Las cartas intercambiadas por Lygia Clark y Hélio Oiticica entre 1964 y 1974 trazan un retrato cálido de la amistad de dos artistas brasileños claves de la estética de neovanguardia del siglo XX. “Una carta es siempre un pedazo de la persona”, dice Lygia en un pasaje que registra la alegría que emana del epistolario así como las obsesiones que atraviesan las obras de quienes lo escriben: el cuerpo –o su fantasmática, es decir, las percepciones sensoriales que lo desarman en “pedazos”– y lo que pasa entre las personas cuando median entre ellas objetos artísticos.
Clark y Oiticica extremaron las investigaciones sobre la percepción y el “no objeto” del neoconcretismo de Brasil y, en su afán por volverlo participativo, abrieron el arte y lo pusieron en diálogo con el crisol de prácticas culturales que ocurrían a su alrededor: el under y la cultura rock, la experimentación con drogas y el psicoanálisis, el carnaval y la militancia radicalizada. Por eso, además de las esperables menciones a los artistas visuales y críticos más resonantes de la época, en estas cartas aparecen personalidades de la música popular como Caetano Veloso, Gilberto Gil y Gal Costa, pero también John Lennon, Yoko Ono y Frank Sinatra; figuras del cine experimental estadounidense como Jack Smith y de la nouvelle vague como Jean Pierre Léaud; y algunos protagonistas de la contracultura brasileña como Wally Salomão, Glauber Rocha y Suely Rolnik.

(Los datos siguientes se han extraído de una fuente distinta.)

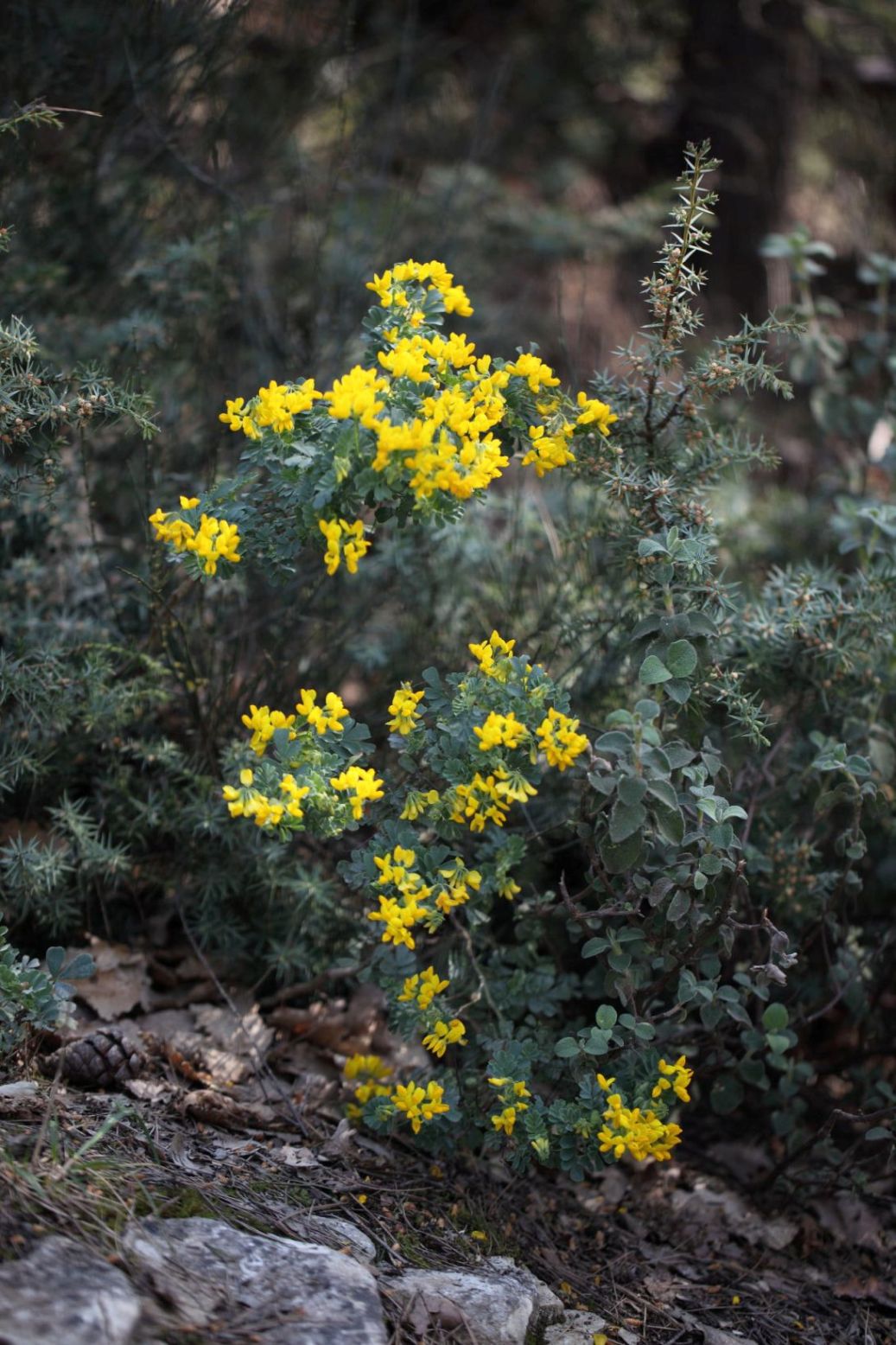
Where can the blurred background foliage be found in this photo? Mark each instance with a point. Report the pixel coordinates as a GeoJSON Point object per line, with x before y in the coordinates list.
{"type": "Point", "coordinates": [209, 225]}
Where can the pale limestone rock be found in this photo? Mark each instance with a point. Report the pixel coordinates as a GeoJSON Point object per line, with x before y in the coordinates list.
{"type": "Point", "coordinates": [285, 1291]}
{"type": "Point", "coordinates": [498, 1302]}
{"type": "Point", "coordinates": [62, 1291]}
{"type": "Point", "coordinates": [334, 1233]}
{"type": "Point", "coordinates": [575, 1329]}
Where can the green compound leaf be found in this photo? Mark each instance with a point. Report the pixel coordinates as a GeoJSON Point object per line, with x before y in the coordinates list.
{"type": "Point", "coordinates": [632, 790]}
{"type": "Point", "coordinates": [678, 691]}
{"type": "Point", "coordinates": [626, 819]}
{"type": "Point", "coordinates": [652, 672]}
{"type": "Point", "coordinates": [55, 957]}
{"type": "Point", "coordinates": [620, 858]}
{"type": "Point", "coordinates": [598, 1042]}
{"type": "Point", "coordinates": [775, 1018]}
{"type": "Point", "coordinates": [681, 658]}
{"type": "Point", "coordinates": [778, 1042]}
{"type": "Point", "coordinates": [678, 907]}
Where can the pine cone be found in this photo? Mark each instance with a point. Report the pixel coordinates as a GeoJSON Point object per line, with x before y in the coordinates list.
{"type": "Point", "coordinates": [103, 1060]}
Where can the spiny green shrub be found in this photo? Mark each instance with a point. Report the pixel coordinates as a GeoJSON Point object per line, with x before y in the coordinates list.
{"type": "Point", "coordinates": [33, 999]}
{"type": "Point", "coordinates": [108, 751]}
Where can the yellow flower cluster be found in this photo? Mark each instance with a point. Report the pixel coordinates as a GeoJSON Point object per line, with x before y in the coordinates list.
{"type": "Point", "coordinates": [449, 448]}
{"type": "Point", "coordinates": [248, 802]}
{"type": "Point", "coordinates": [558, 740]}
{"type": "Point", "coordinates": [355, 396]}
{"type": "Point", "coordinates": [343, 541]}
{"type": "Point", "coordinates": [676, 1076]}
{"type": "Point", "coordinates": [263, 721]}
{"type": "Point", "coordinates": [501, 730]}
{"type": "Point", "coordinates": [417, 802]}
{"type": "Point", "coordinates": [369, 1071]}
{"type": "Point", "coordinates": [423, 987]}
{"type": "Point", "coordinates": [534, 370]}
{"type": "Point", "coordinates": [405, 716]}
{"type": "Point", "coordinates": [492, 655]}
{"type": "Point", "coordinates": [487, 798]}
{"type": "Point", "coordinates": [594, 413]}
{"type": "Point", "coordinates": [446, 1035]}
{"type": "Point", "coordinates": [400, 912]}
{"type": "Point", "coordinates": [632, 1130]}
{"type": "Point", "coordinates": [275, 406]}
{"type": "Point", "coordinates": [459, 880]}
{"type": "Point", "coordinates": [362, 784]}
{"type": "Point", "coordinates": [213, 541]}
{"type": "Point", "coordinates": [420, 1105]}
{"type": "Point", "coordinates": [432, 275]}
{"type": "Point", "coordinates": [321, 717]}
{"type": "Point", "coordinates": [550, 451]}
{"type": "Point", "coordinates": [512, 1093]}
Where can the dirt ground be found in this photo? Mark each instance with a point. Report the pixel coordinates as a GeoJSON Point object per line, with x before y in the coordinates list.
{"type": "Point", "coordinates": [226, 1110]}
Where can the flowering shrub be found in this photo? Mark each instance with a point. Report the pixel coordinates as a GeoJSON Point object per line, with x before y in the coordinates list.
{"type": "Point", "coordinates": [427, 425]}
{"type": "Point", "coordinates": [567, 1027]}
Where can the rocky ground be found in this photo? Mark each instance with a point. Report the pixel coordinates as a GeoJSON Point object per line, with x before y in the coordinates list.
{"type": "Point", "coordinates": [178, 1170]}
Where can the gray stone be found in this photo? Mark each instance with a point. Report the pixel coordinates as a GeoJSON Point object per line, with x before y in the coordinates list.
{"type": "Point", "coordinates": [284, 1291]}
{"type": "Point", "coordinates": [575, 1329]}
{"type": "Point", "coordinates": [333, 1233]}
{"type": "Point", "coordinates": [498, 1304]}
{"type": "Point", "coordinates": [62, 1291]}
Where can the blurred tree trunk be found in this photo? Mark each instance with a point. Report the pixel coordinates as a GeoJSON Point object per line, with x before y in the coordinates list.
{"type": "Point", "coordinates": [744, 69]}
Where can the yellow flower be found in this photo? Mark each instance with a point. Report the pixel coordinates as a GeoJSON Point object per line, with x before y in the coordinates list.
{"type": "Point", "coordinates": [534, 370]}
{"type": "Point", "coordinates": [505, 1120]}
{"type": "Point", "coordinates": [676, 1076]}
{"type": "Point", "coordinates": [321, 717]}
{"type": "Point", "coordinates": [213, 541]}
{"type": "Point", "coordinates": [263, 721]}
{"type": "Point", "coordinates": [550, 451]}
{"type": "Point", "coordinates": [417, 803]}
{"type": "Point", "coordinates": [501, 730]}
{"type": "Point", "coordinates": [594, 413]}
{"type": "Point", "coordinates": [373, 1067]}
{"type": "Point", "coordinates": [405, 716]}
{"type": "Point", "coordinates": [558, 740]}
{"type": "Point", "coordinates": [492, 655]}
{"type": "Point", "coordinates": [345, 541]}
{"type": "Point", "coordinates": [423, 987]}
{"type": "Point", "coordinates": [419, 1105]}
{"type": "Point", "coordinates": [446, 1035]}
{"type": "Point", "coordinates": [238, 418]}
{"type": "Point", "coordinates": [354, 396]}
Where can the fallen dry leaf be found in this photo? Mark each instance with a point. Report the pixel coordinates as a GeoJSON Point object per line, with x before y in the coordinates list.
{"type": "Point", "coordinates": [118, 984]}
{"type": "Point", "coordinates": [871, 1287]}
{"type": "Point", "coordinates": [215, 1108]}
{"type": "Point", "coordinates": [727, 1208]}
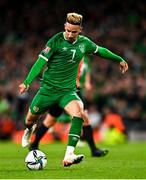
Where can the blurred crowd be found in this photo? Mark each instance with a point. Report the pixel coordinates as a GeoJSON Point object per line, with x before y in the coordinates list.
{"type": "Point", "coordinates": [117, 25]}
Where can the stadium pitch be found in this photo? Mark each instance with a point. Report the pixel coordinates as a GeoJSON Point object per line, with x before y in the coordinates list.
{"type": "Point", "coordinates": [125, 161]}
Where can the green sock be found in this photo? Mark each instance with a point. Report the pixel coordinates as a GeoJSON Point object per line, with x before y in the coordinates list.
{"type": "Point", "coordinates": [75, 131]}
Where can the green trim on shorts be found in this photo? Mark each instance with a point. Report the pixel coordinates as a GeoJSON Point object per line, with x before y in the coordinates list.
{"type": "Point", "coordinates": [68, 98]}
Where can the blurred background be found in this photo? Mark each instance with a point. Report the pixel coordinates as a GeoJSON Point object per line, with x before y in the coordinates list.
{"type": "Point", "coordinates": [116, 101]}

En estos envíos, los amigos tejen una crónica aguda y en tiempo real de acontecimientos políticos y culturales decisivos, desde la emoción del estallido tropicalista hasta la indignación y las tácticas de supervivencia tras el recrudecimiento de la dictadura brasileña, desde el asesinato del Che Guevara en Bolivia hasta la explosión de la cultura rock con el Festival de Woodstock. Pero probablemente el legado más deslumbrante de estos intercambios sea el estado de invención permanente de las vidas de Lygia y Hélio, el delirio nómade y programado al que consagraron su obra y su cotidianeidad.